Tuesday, 23 September 2025

INDONESIA’S GREEN AMBITIONS UNDER PRABOWO : BETWEEN GLOBAL PLEDGES AND DOMESTIC CHALLENGES

By KUSNANDAR & CO., Attorneys at Law – Jakarta, INDONESIA

 

President Prabowo Subianto’s address at the 80th United Nations General Assembly delivered a bold message: Indonesia is ready to take real steps—beyond slogans—in confronting climate change. Highlighting the country’s status as the world’s largest archipelagic nation, he pointed to the annual five-centimeter rise in sea levels along Jakarta’s northern coast as a tangible threat, justifying the construction of a massive 480-kilometer sea wall projected to take 20 years to complete.

 

Prabowo’s speech outlined a broad vision: accelerating the transition to renewable energy, committing to the Paris Agreement, reaching net-zero emissions by 2060 (or sooner), reforesting over 12 million hectares of degraded land, and empowering local communities with green jobs. He stated that starting next year, most of Indonesia’s new power generation capacity will come from renewable sources. Moreover, he promised that Indonesia would become a global solution hub for food, energy, and water security.

 

These are compelling goals and they place Indonesia in a forward-looking position within international climate diplomacy. However, as with any grand vision presented on the global stage, the true measure lies in how those commitments are implemented at home. In this respect, a growing gap between ambition and execution threatens to undermine the credibility of Indonesia’s pledges.

 

Indonesia’s legal and policy frameworks on climate and energy have yet to demonstrate the level of integration and urgency required.
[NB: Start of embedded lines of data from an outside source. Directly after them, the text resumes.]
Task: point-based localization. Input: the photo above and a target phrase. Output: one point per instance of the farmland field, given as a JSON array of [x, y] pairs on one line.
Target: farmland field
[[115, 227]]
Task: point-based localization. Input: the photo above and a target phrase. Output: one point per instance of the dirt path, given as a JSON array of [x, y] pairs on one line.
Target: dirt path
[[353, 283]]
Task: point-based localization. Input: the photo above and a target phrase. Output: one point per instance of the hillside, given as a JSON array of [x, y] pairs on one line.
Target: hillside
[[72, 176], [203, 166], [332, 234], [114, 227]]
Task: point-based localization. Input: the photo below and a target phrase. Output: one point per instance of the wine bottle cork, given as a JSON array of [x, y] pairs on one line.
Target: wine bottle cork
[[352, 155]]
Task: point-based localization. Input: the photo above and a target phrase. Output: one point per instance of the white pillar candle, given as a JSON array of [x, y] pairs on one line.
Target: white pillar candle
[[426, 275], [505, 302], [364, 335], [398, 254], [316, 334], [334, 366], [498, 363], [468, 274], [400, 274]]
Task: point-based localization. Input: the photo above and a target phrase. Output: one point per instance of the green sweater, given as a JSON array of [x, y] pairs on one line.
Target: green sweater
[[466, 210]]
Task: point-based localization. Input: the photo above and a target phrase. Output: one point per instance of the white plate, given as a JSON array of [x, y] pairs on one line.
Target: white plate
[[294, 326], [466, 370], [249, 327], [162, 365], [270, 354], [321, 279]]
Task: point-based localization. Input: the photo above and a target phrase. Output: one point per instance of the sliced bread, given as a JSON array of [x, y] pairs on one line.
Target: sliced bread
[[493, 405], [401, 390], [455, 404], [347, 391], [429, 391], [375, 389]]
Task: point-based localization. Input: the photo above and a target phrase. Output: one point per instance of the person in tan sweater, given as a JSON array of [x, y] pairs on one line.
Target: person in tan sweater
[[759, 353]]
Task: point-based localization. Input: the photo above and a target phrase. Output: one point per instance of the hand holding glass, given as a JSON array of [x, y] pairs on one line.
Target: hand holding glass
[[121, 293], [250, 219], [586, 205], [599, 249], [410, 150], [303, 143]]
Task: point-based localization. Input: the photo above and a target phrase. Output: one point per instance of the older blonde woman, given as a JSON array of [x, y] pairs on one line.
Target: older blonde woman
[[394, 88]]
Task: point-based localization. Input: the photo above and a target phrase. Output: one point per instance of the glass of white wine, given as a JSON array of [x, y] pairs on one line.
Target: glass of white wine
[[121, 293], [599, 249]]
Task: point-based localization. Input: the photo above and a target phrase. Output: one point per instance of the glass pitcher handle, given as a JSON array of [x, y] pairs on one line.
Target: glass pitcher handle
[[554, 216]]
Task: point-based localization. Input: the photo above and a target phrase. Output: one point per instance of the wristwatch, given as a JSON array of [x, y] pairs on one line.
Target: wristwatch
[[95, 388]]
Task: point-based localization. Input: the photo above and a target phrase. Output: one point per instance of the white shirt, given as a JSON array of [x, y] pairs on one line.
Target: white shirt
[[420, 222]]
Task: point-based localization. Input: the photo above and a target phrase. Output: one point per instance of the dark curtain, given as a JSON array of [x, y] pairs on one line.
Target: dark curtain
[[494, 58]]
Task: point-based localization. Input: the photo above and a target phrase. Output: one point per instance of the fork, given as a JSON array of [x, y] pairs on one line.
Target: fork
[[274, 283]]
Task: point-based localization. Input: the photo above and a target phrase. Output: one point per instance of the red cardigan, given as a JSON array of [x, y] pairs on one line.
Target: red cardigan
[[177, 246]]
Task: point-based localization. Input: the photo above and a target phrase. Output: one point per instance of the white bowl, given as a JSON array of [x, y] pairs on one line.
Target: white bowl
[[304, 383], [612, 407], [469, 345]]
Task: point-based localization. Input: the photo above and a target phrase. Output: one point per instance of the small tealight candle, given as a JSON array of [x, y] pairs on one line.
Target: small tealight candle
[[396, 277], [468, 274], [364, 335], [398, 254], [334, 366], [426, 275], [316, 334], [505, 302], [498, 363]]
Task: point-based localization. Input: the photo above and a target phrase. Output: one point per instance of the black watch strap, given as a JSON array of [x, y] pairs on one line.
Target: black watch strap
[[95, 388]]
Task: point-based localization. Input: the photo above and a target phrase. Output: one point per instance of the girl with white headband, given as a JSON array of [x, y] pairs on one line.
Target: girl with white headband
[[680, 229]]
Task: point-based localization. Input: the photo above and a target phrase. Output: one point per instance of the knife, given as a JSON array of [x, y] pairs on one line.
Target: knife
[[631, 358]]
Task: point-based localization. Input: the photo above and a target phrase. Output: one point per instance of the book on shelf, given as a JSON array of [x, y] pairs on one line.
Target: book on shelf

While regulatory instruments such as Presidential Regulation No. 112/2022 on renewable energy provide direction, implementation has been plagued by institutional fragmentation, slow permitting processes, and a lack of clear incentives for investors. The dominance of the state-owned utility PLN and the absence of market-based pricing models for renewable energy continue to be significant deterrents to private investment.

 

Forest governance faces similar challenges. Past reforestation and peatland restoration initiatives have suffered from overlapping land claims, weak law enforcement, and limited accountability mechanisms. Prabowo’s pledge to reforest 12 million hectares is a positive step, but without structural reforms in land use policy, agrarian conflict resolution, and monitoring systems, it risks being another target that looks good on paper but lacks impact in the field.

 

Moreover, while Prabowo frames climate action as a route to poverty reduction and national resilience, his administration inherits unresolved weaknesses in Indonesia’s food system. Agricultural productivity remains stagnant, and reliance on food imports continues despite repeated rhetoric of food sovereignty. Large-scale land conversion for infrastructure and industry further reduces the availability of arable land. In this context, food security cannot be decoupled from climate and energy policy. A coherent, cross-sectoral strategy is urgently needed.

 

From a legal standpoint, Indonesia also lacks a centralized climate institution with real enforcement authority. Climate-related policies remain scattered across ministries, often resulting in contradictory or redundant initiatives. A new institutional model—such as a presidentially mandated climate council with legal authority and oversight capacity—may be necessary to streamline implementation, monitor progress, and ensure transparency. Legal instruments must also be strengthened to improve data disclosure, guarantee community participation, and enhance compliance.

 

Execution also demands political will, bureaucratic coordination, and fiscal prioritization. Many of the goals Prabowo laid out are multi-decade projects that require long-term planning across successive administrations. This raises questions about governance continuity, especially in a system where program fragmentation and political cycles often disrupt momentum. It is essential that Indonesia’s climate strategy is institutionalized through robust laws and not left to the discretion of changing leadership.

 

The international community may welcome Indonesia’s renewed commitment, but the domestic audience—especially those in vulnerable sectors—remains more concerned with delivery than diplomacy. Real progress will be judged not by applause at the UN, but by tangible improvements in environmental quality, economic opportunity, and institutional performance.

 

President Prabowo’s speech was rhetorically effective and globally attuned. But if Indonesia is to fulfill its promise of becoming a hub for food, energy, and water security, it must quickly move from vision to execution. The challenges are legal, structural, and political. Bridging the gap between what is said and what is done will define the legacy of this administration, not only in climate diplomacy, but in the real lives of its citizens.